I'm looking at using a Kenko 2x Teleplus Pro 300 DGX with two specific lenses on my 5D Mk III:

70-200 f/2.8 II
100L f/2.8 Macro

Two variables: possibly using extension tubes with the teleconverter and the 100L, either on my 5Dm3, or on my 60D (more for composition purposes on the 60D, with the understanding if I do that I'll lose IQ over just cropping into a 5Dm3 shot - can't crop with my eyes when taking the shot though).

I've read a lot about issues with the 5D3 and kenko converters though. Blue dots, green dots, specific lenses, etc.

If anyone has recently purchased kenko teleconverters (the DGX 300) and is able to use them with all the above equipment (the 5d3 on latest firmware), please let me know.


----------



## Mt Spokane Photography (Aug 8, 2013)

Yes I've bought one, and No, it does not work with both. It freezes up with the 100L on the 5D MK III, and you must remove the battery to get the camera to AF with the TC again. There are other lenses with issues as well.

Its said that you can turn off AFMA and then it works, but then, if you need the AFMA adjustment, you lose it. My 100L needs +10!

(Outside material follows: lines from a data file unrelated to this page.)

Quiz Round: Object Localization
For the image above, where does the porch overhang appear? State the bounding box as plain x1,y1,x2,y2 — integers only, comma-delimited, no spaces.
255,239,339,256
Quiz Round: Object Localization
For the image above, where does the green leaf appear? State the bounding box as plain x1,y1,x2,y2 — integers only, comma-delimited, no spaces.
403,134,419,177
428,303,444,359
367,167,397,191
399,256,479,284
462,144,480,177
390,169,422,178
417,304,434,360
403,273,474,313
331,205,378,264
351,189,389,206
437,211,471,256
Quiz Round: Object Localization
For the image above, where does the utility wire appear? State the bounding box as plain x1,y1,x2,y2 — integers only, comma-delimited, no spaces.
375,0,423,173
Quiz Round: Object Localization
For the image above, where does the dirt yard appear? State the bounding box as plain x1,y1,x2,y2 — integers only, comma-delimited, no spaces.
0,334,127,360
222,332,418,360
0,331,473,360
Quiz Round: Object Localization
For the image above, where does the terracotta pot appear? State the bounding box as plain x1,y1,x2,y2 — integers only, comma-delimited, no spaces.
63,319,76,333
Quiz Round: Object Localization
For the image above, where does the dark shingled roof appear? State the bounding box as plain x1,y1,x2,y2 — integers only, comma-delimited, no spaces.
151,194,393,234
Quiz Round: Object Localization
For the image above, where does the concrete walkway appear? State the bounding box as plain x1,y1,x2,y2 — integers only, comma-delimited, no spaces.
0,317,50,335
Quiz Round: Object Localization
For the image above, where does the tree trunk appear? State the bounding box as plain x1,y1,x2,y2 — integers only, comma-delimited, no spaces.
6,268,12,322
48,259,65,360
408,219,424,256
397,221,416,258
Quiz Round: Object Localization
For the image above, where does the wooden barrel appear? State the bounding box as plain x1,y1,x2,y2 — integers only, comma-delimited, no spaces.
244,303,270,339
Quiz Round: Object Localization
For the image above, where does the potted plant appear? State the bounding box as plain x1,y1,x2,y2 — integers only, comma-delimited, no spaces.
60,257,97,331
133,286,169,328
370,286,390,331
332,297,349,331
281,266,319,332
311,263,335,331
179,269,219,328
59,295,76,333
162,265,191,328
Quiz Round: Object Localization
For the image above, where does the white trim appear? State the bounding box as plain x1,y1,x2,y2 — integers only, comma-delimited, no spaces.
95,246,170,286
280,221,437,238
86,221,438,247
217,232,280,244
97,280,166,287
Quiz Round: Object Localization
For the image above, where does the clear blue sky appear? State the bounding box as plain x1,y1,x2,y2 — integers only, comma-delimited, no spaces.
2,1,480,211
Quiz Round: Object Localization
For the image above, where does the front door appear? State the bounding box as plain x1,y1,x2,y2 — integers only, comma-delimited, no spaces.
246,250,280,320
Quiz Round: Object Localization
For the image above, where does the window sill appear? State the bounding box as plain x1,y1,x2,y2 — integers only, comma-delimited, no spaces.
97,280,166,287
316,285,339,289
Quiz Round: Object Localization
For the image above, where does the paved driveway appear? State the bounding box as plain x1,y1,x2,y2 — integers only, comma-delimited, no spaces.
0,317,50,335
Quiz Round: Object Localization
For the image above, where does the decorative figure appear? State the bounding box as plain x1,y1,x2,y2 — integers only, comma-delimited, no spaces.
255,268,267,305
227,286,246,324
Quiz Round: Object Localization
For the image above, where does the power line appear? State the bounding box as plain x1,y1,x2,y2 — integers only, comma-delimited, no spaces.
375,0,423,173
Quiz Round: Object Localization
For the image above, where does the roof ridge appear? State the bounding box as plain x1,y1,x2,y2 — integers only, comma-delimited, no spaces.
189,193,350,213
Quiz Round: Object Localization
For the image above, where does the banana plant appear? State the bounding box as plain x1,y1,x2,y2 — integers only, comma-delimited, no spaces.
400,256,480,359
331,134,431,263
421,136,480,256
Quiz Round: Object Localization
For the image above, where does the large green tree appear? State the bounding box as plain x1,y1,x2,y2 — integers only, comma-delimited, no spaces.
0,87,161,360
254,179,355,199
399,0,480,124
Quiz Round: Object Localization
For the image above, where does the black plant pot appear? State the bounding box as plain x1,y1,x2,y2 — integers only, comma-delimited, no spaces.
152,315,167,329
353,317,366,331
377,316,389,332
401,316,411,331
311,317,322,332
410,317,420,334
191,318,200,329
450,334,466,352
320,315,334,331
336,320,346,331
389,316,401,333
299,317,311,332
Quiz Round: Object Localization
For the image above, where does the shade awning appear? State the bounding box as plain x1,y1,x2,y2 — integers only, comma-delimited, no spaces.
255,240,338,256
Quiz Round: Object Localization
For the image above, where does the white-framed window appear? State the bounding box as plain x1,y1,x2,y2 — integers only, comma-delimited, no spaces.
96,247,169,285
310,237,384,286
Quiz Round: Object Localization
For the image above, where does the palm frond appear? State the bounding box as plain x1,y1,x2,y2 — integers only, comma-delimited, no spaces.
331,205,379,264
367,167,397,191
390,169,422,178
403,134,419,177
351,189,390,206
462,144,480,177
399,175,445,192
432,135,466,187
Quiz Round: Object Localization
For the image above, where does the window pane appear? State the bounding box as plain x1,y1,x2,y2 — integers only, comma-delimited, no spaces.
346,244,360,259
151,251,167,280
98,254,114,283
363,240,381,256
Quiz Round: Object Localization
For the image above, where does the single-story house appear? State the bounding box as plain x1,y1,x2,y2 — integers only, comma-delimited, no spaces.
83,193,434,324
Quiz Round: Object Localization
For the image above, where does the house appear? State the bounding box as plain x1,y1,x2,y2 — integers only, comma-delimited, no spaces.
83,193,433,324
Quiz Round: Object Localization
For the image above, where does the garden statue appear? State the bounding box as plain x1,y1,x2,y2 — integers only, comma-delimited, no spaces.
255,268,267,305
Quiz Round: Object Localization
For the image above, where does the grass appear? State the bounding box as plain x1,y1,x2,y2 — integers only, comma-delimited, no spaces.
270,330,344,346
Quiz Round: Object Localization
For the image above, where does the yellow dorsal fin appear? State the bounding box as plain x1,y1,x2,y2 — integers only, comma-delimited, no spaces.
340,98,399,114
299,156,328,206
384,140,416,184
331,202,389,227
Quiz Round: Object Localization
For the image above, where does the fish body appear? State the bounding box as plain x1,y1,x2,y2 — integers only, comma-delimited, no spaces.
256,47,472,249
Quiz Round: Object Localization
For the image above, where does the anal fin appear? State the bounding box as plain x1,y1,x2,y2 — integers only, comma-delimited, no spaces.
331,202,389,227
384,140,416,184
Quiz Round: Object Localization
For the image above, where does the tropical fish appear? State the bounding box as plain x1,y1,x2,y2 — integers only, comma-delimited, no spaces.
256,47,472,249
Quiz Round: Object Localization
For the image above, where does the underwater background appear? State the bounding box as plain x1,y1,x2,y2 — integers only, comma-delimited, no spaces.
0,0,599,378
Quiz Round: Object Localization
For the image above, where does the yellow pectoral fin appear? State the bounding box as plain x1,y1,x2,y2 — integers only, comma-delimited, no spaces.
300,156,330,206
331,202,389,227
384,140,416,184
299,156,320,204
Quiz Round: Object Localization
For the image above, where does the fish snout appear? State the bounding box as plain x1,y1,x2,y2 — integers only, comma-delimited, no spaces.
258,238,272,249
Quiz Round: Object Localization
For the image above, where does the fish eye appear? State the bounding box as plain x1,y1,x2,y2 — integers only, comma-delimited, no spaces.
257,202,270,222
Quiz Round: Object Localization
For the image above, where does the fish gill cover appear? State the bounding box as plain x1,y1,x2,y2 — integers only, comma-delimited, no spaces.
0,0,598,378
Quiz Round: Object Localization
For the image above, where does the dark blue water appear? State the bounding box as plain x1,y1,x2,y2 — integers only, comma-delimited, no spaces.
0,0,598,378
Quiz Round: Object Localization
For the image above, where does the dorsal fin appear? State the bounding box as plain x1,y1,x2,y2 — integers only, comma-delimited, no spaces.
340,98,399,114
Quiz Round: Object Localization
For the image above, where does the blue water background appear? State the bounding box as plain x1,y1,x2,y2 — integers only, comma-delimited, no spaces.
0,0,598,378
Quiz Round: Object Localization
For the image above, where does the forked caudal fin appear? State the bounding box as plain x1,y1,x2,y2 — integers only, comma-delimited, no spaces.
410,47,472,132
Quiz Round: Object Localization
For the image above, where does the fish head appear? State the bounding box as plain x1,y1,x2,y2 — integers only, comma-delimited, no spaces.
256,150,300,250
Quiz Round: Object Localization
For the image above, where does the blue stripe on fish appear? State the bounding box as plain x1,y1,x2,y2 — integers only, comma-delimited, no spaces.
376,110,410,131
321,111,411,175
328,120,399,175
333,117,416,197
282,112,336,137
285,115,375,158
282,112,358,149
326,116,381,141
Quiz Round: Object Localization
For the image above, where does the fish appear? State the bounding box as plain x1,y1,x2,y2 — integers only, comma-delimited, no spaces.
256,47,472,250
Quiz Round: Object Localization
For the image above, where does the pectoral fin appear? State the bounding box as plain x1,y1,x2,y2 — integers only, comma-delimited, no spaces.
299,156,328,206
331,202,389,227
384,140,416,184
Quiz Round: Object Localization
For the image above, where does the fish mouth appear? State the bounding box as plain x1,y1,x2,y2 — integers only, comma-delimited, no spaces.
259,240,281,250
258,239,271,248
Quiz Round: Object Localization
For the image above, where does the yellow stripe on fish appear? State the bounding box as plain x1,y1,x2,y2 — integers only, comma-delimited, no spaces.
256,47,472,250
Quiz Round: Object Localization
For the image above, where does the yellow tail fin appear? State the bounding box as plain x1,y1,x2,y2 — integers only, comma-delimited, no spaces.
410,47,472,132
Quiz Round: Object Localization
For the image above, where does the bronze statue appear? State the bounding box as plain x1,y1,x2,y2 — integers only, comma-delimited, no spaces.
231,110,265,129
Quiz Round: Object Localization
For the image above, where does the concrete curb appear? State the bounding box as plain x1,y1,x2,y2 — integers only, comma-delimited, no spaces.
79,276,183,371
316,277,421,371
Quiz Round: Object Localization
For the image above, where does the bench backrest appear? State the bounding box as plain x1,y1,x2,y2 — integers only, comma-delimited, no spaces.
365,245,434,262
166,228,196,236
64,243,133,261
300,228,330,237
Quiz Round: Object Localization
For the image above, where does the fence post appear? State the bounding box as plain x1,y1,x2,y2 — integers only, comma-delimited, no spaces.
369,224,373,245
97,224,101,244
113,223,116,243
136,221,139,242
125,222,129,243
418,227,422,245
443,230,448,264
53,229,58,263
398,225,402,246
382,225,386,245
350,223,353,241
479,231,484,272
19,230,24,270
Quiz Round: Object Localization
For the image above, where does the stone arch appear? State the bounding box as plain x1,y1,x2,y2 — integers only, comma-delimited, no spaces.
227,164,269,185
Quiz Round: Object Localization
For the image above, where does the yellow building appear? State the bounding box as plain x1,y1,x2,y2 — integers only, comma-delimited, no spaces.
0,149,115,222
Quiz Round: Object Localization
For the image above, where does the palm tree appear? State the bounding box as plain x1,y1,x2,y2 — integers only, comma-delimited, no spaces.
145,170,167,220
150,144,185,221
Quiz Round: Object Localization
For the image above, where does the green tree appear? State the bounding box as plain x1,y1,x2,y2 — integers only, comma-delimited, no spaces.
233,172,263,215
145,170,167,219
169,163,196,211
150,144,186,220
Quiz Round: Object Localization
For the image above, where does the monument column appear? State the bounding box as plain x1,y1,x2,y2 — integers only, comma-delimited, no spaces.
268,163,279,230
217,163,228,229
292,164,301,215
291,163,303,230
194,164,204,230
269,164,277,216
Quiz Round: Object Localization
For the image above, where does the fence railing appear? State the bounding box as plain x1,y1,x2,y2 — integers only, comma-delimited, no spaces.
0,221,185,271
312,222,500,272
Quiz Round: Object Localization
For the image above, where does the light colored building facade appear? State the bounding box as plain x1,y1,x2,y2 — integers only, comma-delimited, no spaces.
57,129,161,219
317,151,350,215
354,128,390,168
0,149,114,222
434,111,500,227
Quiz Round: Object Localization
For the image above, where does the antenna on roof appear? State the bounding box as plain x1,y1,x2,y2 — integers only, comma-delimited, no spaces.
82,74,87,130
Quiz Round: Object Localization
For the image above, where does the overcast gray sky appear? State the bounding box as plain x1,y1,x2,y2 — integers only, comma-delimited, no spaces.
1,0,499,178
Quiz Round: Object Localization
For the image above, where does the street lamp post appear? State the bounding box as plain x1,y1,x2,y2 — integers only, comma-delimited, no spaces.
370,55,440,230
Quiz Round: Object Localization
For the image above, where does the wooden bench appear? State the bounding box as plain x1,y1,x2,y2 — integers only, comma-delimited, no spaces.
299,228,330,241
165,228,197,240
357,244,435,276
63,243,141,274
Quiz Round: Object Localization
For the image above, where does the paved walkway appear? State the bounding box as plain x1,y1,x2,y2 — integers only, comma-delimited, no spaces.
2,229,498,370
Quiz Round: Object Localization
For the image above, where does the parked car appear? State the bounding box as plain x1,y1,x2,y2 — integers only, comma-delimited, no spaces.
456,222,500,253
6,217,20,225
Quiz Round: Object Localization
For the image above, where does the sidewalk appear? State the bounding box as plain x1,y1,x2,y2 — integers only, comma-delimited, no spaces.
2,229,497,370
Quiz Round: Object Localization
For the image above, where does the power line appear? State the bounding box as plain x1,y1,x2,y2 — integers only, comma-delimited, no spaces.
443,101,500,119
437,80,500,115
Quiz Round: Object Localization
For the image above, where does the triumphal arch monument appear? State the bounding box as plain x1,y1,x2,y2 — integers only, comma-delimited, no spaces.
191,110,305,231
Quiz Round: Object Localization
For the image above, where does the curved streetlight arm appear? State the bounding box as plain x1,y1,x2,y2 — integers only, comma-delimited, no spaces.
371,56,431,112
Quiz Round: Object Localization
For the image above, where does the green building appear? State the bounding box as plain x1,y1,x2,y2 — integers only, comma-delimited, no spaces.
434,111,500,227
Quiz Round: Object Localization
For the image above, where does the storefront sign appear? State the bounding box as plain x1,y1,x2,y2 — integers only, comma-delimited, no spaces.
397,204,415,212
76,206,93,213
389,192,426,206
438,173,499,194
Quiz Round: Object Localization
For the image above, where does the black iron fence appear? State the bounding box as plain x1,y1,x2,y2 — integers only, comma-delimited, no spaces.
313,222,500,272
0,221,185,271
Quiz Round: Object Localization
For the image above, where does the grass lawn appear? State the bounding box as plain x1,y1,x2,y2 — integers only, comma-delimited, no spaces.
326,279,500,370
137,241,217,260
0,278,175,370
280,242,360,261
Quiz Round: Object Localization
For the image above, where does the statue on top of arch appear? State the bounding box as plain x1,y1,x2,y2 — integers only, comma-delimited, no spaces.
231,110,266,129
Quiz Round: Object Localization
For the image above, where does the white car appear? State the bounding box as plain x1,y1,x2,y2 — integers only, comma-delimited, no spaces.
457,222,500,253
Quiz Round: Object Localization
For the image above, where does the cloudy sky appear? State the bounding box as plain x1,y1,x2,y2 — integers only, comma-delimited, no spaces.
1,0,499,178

I returned mine a few days after discovering the problem. A check of the internet confirmed that other users have the same issues.


----------



## jthomson (Aug 8, 2013)

don't have your specific equipment, but I've used a kenko 300 dgx 1.4x converter on a 5D3 with my 400mm f5.6L with no problems. Before and after the firmware upgrade.


----------



## cliffwang (Aug 8, 2013)

I don't have 100L marco. However, I can confirm that Kenko 2X TC works fine with 70-200mm f2.8 MK2 and 5D3 body.


----------



## Mt Spokane Photography (Aug 8, 2013)

I seem to recall that there are about 3 Canon lenses that it does not work with. This is assuming that AFMA is set to adjust by lens.

I have Canon TC's, I bought the Kenko specifically to get more magnification from my 100L. It worked fine with 100-400L, and 70-200L plus several others I had.

Right now, I don't think there is a TC that will work completely with the 100L unless you turn the AFMA off. You can tape pins, but that's another level of complexity.


----------